Alistair Purbrick of Tahbilk said immediate support is required.

“Whilst we positively acknowledge the creation of the One Grape & Wine Sector Plan, we urge AGW to now quickly create the short- and medium-term strategic activity plans which are required to ensure positive financial impacts to our industry,” said Purbrick.

AFFW is seeking government support in the form of grants and subsidies in order to restore and develop critical export markets, which it said will go some way towards alleviating the current over supply and lay an important foundation for future success.

In 2019, the Australian wine industry generated $45.5 billion for the Australian economy.

Much of that value is to regional employment and local economies around the nation, contributing 163,790 direct and indirect, full and part-time jobs in the same year.


Investment in industry

The AFFW said that an investment of $150 million represents 3.3% of the industry’s economic value and should be distributed in the form of:

  1. A government subsidy for marketing and travel, which would include a proposed subsidy of 50-70% for marketing and travel costs to enable Australian wineries to effectively promote their products in key international markets.
  2. Reinstatement of the Export Market Development Grant (EMDG), and removal of the eight year claim limit for wineries for expenses related to trade shows and marketing.

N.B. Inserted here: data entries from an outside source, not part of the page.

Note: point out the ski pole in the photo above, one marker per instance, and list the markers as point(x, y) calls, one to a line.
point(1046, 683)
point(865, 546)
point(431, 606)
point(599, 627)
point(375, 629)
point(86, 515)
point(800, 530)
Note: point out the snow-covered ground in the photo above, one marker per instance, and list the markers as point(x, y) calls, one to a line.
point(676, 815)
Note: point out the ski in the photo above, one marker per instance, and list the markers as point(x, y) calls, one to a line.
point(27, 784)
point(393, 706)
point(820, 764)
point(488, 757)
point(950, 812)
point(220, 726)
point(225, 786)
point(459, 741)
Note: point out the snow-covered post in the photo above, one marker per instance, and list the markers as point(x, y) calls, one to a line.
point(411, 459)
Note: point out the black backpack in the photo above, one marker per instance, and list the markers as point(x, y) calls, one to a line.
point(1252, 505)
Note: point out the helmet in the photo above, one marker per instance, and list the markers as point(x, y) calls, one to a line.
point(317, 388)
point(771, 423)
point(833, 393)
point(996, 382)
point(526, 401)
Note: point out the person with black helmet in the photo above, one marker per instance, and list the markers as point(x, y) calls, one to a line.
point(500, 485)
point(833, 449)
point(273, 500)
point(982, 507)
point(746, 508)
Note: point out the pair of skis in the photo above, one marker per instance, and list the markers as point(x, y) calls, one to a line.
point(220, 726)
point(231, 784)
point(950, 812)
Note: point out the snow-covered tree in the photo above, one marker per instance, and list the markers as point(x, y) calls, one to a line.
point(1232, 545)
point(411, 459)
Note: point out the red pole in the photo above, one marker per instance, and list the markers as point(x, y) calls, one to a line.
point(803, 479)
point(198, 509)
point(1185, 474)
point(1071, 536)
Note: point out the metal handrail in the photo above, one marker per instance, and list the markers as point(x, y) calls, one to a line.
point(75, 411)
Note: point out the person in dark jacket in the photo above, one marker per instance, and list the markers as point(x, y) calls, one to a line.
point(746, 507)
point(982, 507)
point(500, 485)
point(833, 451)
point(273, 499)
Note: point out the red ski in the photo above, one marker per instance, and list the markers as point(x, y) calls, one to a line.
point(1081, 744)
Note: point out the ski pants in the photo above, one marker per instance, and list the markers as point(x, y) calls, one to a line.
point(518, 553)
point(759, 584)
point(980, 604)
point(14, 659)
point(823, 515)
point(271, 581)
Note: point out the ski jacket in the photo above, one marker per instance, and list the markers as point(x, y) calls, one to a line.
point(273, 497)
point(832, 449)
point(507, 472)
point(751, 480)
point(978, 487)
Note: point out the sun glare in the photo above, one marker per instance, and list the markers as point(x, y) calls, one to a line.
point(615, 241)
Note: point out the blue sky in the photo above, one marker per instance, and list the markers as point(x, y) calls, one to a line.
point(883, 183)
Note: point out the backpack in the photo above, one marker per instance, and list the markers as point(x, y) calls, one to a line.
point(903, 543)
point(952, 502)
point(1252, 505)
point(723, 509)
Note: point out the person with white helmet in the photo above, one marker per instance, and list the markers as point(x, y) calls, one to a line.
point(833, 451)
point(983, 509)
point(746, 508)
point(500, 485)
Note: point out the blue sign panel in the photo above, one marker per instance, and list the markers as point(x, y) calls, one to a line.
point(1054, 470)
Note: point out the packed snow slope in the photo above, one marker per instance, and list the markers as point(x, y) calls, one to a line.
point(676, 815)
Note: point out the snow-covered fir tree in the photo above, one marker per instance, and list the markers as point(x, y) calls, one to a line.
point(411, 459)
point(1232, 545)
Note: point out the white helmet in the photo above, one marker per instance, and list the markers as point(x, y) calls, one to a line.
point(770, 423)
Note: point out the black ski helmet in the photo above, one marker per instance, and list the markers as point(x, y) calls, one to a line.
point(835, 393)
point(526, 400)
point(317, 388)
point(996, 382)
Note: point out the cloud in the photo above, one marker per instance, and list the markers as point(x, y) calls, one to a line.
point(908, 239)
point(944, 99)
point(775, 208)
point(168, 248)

AFFW added that the $63.7 billion (2022) US wine market could hold opportunity for Australian wine.

“Government supported marketing initiatives during the 1990 saw Australian wine producers travel the length and breadth of the US extolling the virtues of Australian wine on mass,” said the AFFW.

“What followed was a period of sustained success in the market. Indeed, the early 2000s was an exciting time for Australian wines, exporting around $960 million of Australian wine a year in 2007.

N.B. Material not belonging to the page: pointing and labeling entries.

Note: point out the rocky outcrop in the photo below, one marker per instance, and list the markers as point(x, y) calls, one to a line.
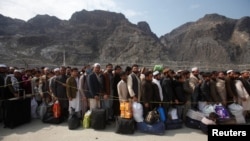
point(108, 37)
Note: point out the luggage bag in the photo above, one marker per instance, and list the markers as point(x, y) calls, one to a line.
point(16, 112)
point(125, 126)
point(98, 119)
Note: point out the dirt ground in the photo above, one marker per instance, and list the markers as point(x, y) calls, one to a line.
point(38, 131)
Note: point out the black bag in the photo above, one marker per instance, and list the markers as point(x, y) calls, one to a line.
point(173, 124)
point(157, 128)
point(73, 120)
point(195, 97)
point(192, 123)
point(48, 117)
point(152, 117)
point(16, 112)
point(125, 126)
point(98, 119)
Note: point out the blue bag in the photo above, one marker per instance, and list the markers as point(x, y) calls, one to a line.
point(162, 114)
point(157, 128)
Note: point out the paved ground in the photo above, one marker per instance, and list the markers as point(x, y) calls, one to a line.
point(38, 131)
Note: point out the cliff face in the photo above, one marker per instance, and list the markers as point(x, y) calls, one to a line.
point(108, 37)
point(213, 39)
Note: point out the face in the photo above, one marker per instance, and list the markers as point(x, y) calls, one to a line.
point(109, 68)
point(135, 69)
point(74, 73)
point(97, 69)
point(149, 77)
point(221, 75)
point(118, 70)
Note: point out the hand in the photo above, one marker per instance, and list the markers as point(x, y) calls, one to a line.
point(135, 99)
point(96, 97)
point(105, 96)
point(70, 98)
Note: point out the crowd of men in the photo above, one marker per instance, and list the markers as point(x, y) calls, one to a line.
point(93, 87)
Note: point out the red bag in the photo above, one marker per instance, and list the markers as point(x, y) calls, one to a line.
point(56, 109)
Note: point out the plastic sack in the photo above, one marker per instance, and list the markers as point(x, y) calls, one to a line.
point(137, 112)
point(42, 109)
point(73, 120)
point(158, 68)
point(173, 113)
point(56, 109)
point(152, 117)
point(86, 119)
point(34, 106)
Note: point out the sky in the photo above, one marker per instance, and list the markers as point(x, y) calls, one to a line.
point(163, 16)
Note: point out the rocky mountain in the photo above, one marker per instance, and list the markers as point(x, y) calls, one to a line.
point(212, 39)
point(108, 37)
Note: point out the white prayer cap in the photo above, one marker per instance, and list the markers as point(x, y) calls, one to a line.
point(194, 69)
point(244, 71)
point(3, 66)
point(179, 71)
point(229, 71)
point(16, 70)
point(56, 69)
point(96, 65)
point(156, 73)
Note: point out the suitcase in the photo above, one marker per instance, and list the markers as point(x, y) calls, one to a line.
point(16, 112)
point(192, 123)
point(157, 128)
point(173, 124)
point(98, 119)
point(162, 114)
point(125, 126)
point(226, 121)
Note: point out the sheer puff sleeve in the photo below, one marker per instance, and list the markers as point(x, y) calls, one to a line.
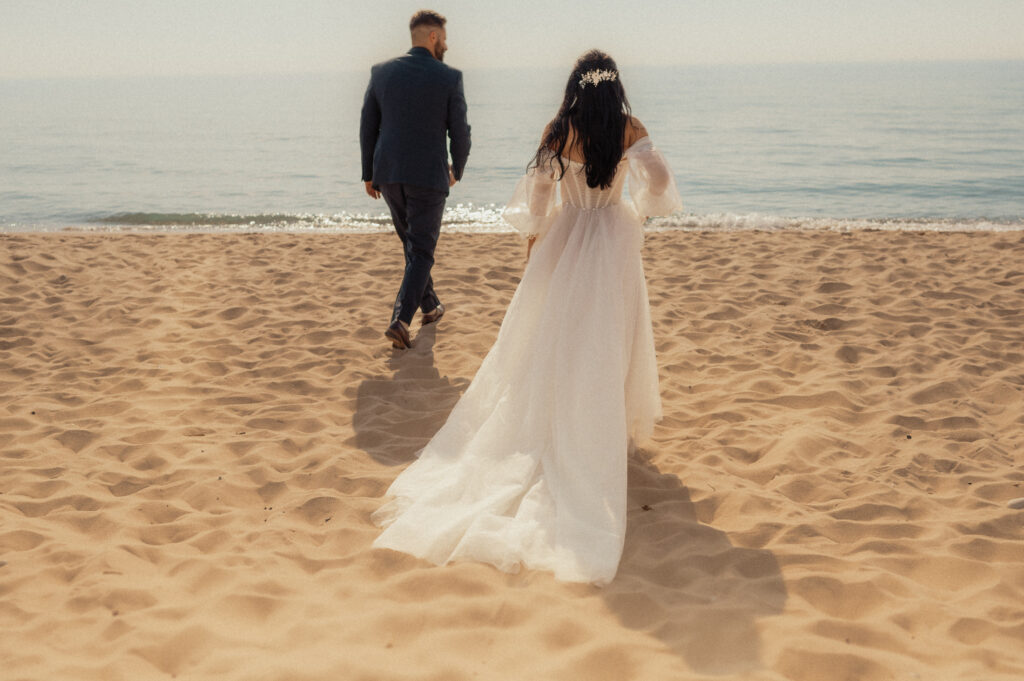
point(651, 184)
point(534, 204)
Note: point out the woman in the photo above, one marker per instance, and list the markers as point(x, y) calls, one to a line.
point(530, 466)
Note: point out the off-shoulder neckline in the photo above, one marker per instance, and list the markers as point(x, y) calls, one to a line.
point(625, 151)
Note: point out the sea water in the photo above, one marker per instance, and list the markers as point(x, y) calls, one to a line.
point(908, 145)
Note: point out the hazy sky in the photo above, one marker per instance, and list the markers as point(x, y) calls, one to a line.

“Progress was abruptly halted by the Global Financial Crisis in 2008, and in the aftermath a strengthening AUD ensured any previous momentum was lost.”


Marketing Australian wine to the US

AFFW said that the timing is right for this “proven market development strategy” to be revisited, and noted that while Wine Australia have activity planned in the US, “without financial support from government it is unlikely to have the required impact”.

“Recent visits by members confirm that our absence from the US market is conspicuous and harming sales. The harsh truth is most of industry are not making enough money to travel and promote their wines,” said Osborn.

“In January, as CEO of d’Arenberg I wrote to seventeen members of Federal Parliament and South Australian Senators outlining my concerns. As a next step AFFW as a group will seek meetings in Canberra to discuss a way forward for our industry at this critical time,” said Osborn.

AFFW reiterated that it believes recent vintages are strong and Australian wines are competitive on the international stage and “only getting better”.

“The good news is recent vintages have been strong and much of the wine sitting in tanks is of a very high quality,” added Osborn.

“In time, structural change and the necessary support to promote our wines globally can alleviate the significant issues we face and return a sustainable future for an important Australian industry,” concluded the AFFW.